Raphaël, lui, est déjà venu trois fois à ce stage. Ce qu’il préfère ? « Toucher les dauphins. C’est comme du caoutchouc et froid en même temps », explique-t-il en caressant l’air de sa main. Sûr que pour plaire aux enfants malvoyants, il faut privilégier des activités qui sollicitent d’autres sens que la vue ! Au programme, cette semaine-là, à la côte belge : des jeux dans le sable, la visite d’une caserne de pompiers, du trampoline et une sortie au Boudewijn Seapark.
Mais déjà, la balade du bus jusqu’au gîte est source de jeux. Les mains de Latoya frôlent les plantes et hautes herbes qui bordent le chemin. Elle en attrape une, la sent, se chatouille le bout du nez puis s’en sert pour frôler discrètement un animateur. « Y’a des insectes ! », crie-t-elle dans un fou rire à peine dissimulé. Au bout du chemin, la dernière participante est là, avec sa canne blanche. « Mes copains m’appellent Toto, lui dit joyeusement Latoya, on partagera la même chambre. »

Des trucs et astuces faciles

Pour reconnaître les chambres, des tableaux en 3D sont accrochés aux portes, à hauteur d’enfant. « Ils ont été fabriqués à l’atelier de la Ligue Braille, explique Ludwig, éducateur spécialisé. Avec leurs différentes matières, ils sont facilement reconnaissables au toucher ». Les filles dorment dans la chambre du clown au chapeau papier bulle, les garçons dans celle du ouistiti un peu rugueux. Et les animateurs derrière une œuvre toute douce en « tissus poilus » et coquillages en forme de fleur ou de bateau.
Les petites mains se baladent sur les portes, les lits, le long des murs, puis sur les tables pour y découvrir des livres à gros caractères, en braille ou tactiles. Puis des cahiers de coloriage et des marqueurs qui sentent la noix de coco, le produit de vaisselle ou la fraise « chimique » selon leurs couleurs. Ainsi que des Wikki Stix, sortes de scoubidous collants qui permettent de dessiner en relief. « Trop facile, je sais le faire les doigts dans les yeux », lance Latoya, pendant que sa voisine de chambre vide sa valise.

Estelle Watterman

En pratique

Pour un séjour « malvoyants friendly », il faut :

  • Un bon encadrement. Pas besoin d’un diplôme pour accompagner des personnes malvoyantes, d’ailleurs ça n’existe pas.

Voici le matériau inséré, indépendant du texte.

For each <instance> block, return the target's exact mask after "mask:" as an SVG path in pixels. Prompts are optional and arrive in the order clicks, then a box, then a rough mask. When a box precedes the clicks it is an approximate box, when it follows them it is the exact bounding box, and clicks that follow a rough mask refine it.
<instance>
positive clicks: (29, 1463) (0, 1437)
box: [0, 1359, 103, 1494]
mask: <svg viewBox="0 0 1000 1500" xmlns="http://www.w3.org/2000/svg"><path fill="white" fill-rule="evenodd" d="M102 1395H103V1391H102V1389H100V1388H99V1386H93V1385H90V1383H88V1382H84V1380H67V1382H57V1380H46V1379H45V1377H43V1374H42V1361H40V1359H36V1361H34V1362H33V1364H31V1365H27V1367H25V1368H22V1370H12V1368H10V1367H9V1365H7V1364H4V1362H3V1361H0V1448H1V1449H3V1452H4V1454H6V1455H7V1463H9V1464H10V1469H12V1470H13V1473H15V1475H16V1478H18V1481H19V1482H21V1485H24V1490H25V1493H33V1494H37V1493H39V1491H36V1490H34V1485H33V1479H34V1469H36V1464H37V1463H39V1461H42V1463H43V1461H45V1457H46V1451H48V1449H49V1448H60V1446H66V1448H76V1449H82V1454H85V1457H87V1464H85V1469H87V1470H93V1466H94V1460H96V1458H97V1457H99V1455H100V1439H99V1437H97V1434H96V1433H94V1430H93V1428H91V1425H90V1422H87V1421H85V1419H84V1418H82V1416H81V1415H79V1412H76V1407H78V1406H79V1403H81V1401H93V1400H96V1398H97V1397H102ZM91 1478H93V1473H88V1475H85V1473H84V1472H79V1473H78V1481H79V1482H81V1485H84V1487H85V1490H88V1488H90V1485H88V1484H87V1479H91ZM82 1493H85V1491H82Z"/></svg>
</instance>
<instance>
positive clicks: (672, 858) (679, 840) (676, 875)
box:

Par contre, la Ligue braille organise gratuitement des journées de sensibilisation à la déficience visuelle plusieurs fois par an. Info sur www.braille.be ou par téléphone au 02/533 32 11.
  • Des activités qui sollicitent le toucher, l’audition ou d’autres « sensations fortes ».
  • Demander aux parents d’emballer pour chaque jour une tenue vestimentaire complète dans un sac plastique afin que l’enfant puisse trouver ses affaires seul et s’habiller le matin.
  • Des livres en braille, avec des grands caractères, de grandes images ou des matières, des livres à écouter… pour les temps calmes.